World Bank to Help Nepal to Improve Bridge Connectivity and Access. Image Source: Google

World Bank to Help Nepal to Improve Bridge Connectivity and Access

The World Bank (WB) today (28th September 2018) approved $133 million credit to help Nepal to improve bridge connectivity and access. To construct and maintain safe, strong, and cost-effective bridges, WB supported Nepal on its Strategic Roads Network.

The Strategic Roads Network comprises Nepal’s transport backbone and includes roughly 12,142 kilometers of national highways, feeder roads, and other roads of national importance that are connected by 1,773 bridges.

The Second Bridges Improvement and Maintenance Programme (BIMP II) takes aim to ensure that Nepal government’s bridge development efforts can support the connectivity required for economic growth and development across the country’s provinces, as per the statement issued by the World Bank Group. WB also stated, “New initiatives under BIMP II include support to improve bridge resilience and enhance inclusion of non-motorized transport modes using advanced technical designs.”

The statement further reads that credit is targeted to provide support to approximately 477 bridges in Nepal in various ways. This includes maintenance support for around 90 bridges and upgrading road safety measures on approximately 180 existing bridges to help reduce accidents, injuries, and fatalities on Nepal’s roads. The programme will also support construction, rehabilitation or replacement of around 80 new two-lane bridges and 35 four-lane bridges. It will also help Department of Roads to complete construction of 92 bridges that are vital to improving connectivity and access throughout Nepal, as per statement.

“Nepal needs a strong bridge network and even stronger institutions to manage and develop that network in the future. BIMP II aims at supporting both the network’s physical development as well as the government systems that manage it,” stated Faris Hadad-Zervos, World Bank country manager for Nepal.

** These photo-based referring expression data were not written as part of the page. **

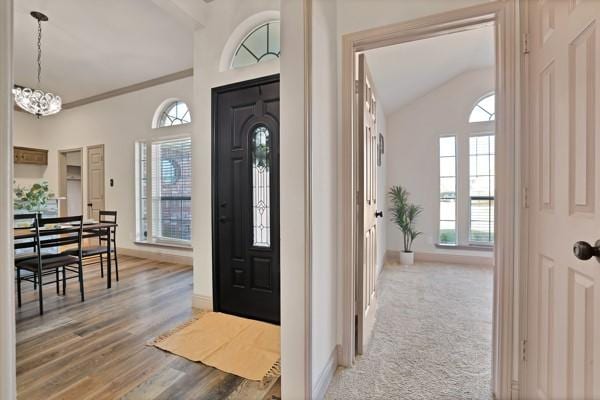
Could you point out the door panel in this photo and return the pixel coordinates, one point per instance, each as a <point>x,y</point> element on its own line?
<point>95,180</point>
<point>563,299</point>
<point>246,199</point>
<point>367,224</point>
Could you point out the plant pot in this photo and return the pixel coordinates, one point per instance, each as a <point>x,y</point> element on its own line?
<point>407,257</point>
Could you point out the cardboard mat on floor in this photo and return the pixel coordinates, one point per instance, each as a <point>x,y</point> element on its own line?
<point>239,346</point>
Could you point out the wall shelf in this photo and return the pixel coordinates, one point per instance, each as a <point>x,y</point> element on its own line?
<point>26,155</point>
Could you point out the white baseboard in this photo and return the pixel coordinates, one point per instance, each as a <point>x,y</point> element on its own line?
<point>449,258</point>
<point>324,379</point>
<point>202,302</point>
<point>156,256</point>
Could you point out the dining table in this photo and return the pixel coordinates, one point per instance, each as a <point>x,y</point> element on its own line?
<point>90,230</point>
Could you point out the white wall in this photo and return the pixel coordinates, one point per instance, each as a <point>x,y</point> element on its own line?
<point>117,123</point>
<point>382,189</point>
<point>412,150</point>
<point>324,189</point>
<point>8,382</point>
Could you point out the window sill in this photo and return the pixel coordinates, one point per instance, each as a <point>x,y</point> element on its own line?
<point>166,245</point>
<point>462,247</point>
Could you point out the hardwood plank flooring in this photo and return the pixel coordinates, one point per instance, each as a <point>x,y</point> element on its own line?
<point>98,349</point>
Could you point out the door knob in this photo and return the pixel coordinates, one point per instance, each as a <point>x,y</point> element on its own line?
<point>585,251</point>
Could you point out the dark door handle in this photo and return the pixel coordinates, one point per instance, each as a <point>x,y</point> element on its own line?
<point>585,251</point>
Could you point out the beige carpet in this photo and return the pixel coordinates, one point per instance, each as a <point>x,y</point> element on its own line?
<point>243,347</point>
<point>432,337</point>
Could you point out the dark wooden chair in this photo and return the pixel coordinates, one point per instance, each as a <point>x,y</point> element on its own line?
<point>101,249</point>
<point>25,248</point>
<point>43,265</point>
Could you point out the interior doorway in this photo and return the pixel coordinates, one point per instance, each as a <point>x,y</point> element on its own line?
<point>70,164</point>
<point>246,199</point>
<point>95,180</point>
<point>501,208</point>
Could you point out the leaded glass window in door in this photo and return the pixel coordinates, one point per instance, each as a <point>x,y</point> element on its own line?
<point>261,187</point>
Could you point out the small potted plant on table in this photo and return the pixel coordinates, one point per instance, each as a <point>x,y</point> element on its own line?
<point>404,215</point>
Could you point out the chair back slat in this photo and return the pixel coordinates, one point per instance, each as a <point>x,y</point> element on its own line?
<point>28,242</point>
<point>111,218</point>
<point>108,216</point>
<point>64,236</point>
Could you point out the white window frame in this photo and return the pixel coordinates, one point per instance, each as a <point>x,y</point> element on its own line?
<point>468,239</point>
<point>150,239</point>
<point>456,186</point>
<point>462,168</point>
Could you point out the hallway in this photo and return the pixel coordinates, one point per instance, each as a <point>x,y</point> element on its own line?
<point>432,337</point>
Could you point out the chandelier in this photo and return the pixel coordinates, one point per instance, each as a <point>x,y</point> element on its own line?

He also stated, “We hope that the improvement of bridges in the most crucial road network of the country will lead to increased and easier access for all the people in Nepal while reducing the cost and time of transport and trade.”

“The operation to help Nepal to improve bridge connectivity and access also have a strong focus on climate resilience, gender inclusion, and innovative technologies,” stated Dominic Pasquale Patella, a senior transport specialist at World Bank and co-task team leader of the operation. “For example, it includes an initiative for the advancement of female engineers and the establishment of a new design and advanced technology cell within Department of Roads to manage the uptake of new technologies for bridge development”, he added.